As a contributor to a blog called Kid Shootings, I’ve documented 580 shootings in the media from around the nation since the beginning of 2012 that involved around 800 children. Among those have been at least 22 different shootings at schools so far this year. Nearly all of those occurred because students had access to guns and brought them to school. Hundreds more reports are published each year of guns brought to school by children without having shots fired. These incidents are rarely the act of a madman, and the chance that a gun owner will be present at just the right time and place to stop the shooting is minuscule. 
The solution that I and other advocates suggest is to mandate safe storage of guns at home to keep kids from getting unsupervised access to them. 
The gun lobby, however, has a different solution. Last year Rep. Kim Thatcher, R-Salem, bullied the Newberg school system into reversing its no-gun policy by threatening endless lawsuits, which the school district could not afford. 
Don’t think the extremists will stop with Newberg. An attempt to pass a bill in this year’s Oregon legislative session, which would have given schools the authority to ban guns on school property, failed by a narrow margin. 
If a teacher sees someone at school with a gun under his jacket, she has no way to know if the person has a permit, what his intentions are, if he has any training in crisis situations, or if he has even fired a bullet (though many gun training classes offer live fire, it isn’t a requirement for a permit in Oregon). Compare this to police, who have mandated training with their weapons and crisis training, and whose duty it is to protect us. 

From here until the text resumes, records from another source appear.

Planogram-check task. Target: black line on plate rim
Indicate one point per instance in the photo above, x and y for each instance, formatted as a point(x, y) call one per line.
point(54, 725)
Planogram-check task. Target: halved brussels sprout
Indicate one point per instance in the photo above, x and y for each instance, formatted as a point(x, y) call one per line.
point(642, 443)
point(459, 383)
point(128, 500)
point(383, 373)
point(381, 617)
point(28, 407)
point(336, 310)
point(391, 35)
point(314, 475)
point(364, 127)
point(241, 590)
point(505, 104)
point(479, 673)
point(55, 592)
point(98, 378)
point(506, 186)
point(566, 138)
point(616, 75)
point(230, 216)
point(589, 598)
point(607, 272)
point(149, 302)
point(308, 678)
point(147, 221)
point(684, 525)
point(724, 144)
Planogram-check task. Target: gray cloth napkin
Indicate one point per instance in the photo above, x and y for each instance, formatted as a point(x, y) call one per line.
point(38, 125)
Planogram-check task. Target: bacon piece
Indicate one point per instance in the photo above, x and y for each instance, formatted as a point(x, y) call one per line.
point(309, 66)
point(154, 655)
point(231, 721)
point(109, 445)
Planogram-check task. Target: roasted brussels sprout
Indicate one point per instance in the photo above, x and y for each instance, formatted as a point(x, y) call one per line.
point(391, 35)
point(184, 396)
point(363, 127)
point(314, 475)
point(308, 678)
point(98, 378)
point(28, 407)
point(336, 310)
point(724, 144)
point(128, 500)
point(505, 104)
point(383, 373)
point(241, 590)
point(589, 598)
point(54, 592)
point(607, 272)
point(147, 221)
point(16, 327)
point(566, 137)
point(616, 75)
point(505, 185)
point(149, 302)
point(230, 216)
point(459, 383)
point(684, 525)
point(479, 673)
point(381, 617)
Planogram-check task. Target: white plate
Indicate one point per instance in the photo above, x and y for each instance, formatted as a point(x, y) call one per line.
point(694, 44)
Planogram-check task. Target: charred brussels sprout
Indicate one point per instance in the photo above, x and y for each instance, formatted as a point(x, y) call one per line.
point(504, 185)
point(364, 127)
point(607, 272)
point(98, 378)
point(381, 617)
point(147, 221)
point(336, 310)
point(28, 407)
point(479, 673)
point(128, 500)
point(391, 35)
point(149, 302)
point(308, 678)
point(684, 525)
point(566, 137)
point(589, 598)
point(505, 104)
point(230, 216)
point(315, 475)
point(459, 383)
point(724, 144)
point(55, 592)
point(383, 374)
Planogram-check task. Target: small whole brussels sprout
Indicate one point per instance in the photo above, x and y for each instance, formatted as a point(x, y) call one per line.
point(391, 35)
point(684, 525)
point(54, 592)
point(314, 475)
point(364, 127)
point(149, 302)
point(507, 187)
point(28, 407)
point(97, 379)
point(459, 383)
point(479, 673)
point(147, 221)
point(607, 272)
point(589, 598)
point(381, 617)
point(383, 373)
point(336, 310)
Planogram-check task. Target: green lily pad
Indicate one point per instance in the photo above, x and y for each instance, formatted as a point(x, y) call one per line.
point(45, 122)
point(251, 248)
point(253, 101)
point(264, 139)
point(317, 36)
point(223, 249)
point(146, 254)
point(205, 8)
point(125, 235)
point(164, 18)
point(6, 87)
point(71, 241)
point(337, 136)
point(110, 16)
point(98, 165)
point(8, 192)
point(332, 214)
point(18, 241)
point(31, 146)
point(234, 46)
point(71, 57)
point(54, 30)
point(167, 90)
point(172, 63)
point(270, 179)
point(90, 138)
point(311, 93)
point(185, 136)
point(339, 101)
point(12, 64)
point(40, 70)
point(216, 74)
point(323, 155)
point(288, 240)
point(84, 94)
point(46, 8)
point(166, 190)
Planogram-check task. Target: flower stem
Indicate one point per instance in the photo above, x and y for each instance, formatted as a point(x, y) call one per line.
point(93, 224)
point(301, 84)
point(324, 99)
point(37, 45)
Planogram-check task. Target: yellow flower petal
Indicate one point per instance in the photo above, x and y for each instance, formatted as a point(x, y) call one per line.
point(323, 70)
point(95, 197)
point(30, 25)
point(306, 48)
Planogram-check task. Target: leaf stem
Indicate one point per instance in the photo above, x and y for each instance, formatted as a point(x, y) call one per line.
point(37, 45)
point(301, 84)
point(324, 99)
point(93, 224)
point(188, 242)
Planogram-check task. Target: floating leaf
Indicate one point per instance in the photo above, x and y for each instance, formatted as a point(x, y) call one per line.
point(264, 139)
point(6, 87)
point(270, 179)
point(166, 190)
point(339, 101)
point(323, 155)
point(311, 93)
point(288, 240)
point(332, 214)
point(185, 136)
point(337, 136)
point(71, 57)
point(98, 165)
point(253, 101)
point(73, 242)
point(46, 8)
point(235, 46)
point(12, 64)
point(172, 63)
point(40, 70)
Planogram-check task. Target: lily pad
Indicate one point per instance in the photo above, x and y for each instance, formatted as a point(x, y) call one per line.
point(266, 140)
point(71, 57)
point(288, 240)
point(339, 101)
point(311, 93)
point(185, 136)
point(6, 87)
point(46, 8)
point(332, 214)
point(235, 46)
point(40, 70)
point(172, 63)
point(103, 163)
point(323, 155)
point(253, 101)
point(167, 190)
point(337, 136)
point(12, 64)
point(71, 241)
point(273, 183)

While most concealed handgun permit holders are law-abiding, every week I see articles of gun owners accidentally shooting children, allowing their guns to get into children’s hands, carelessly leaving their weapons unsecured, or acting out violently and killing people in cold blood. 
Having a concealed handgun license and walking on school grounds doesn’t magically change human nature and make a person more responsible. If that Salem security guard, trained in gun safety and carrying a gun for a living, isn’t able to keep his gun safe from students, how likely is it that every other concealed handgun license holder will be able to? 
If you wish to head off further attempts to allow guns in our schools, there are things you can do. Go to booksnotbullets.com and sign petitions for our local school superintendents, join the Million Mom March and Ceasefire Oregon in a rally against gun violence at the Eugene Water & Electric Board Plaza at 2 p.m. on May 13, call your state legislators, contact your school board, and help spread the word. 
Tell them our children deserve to study and play in an environment free of firearms.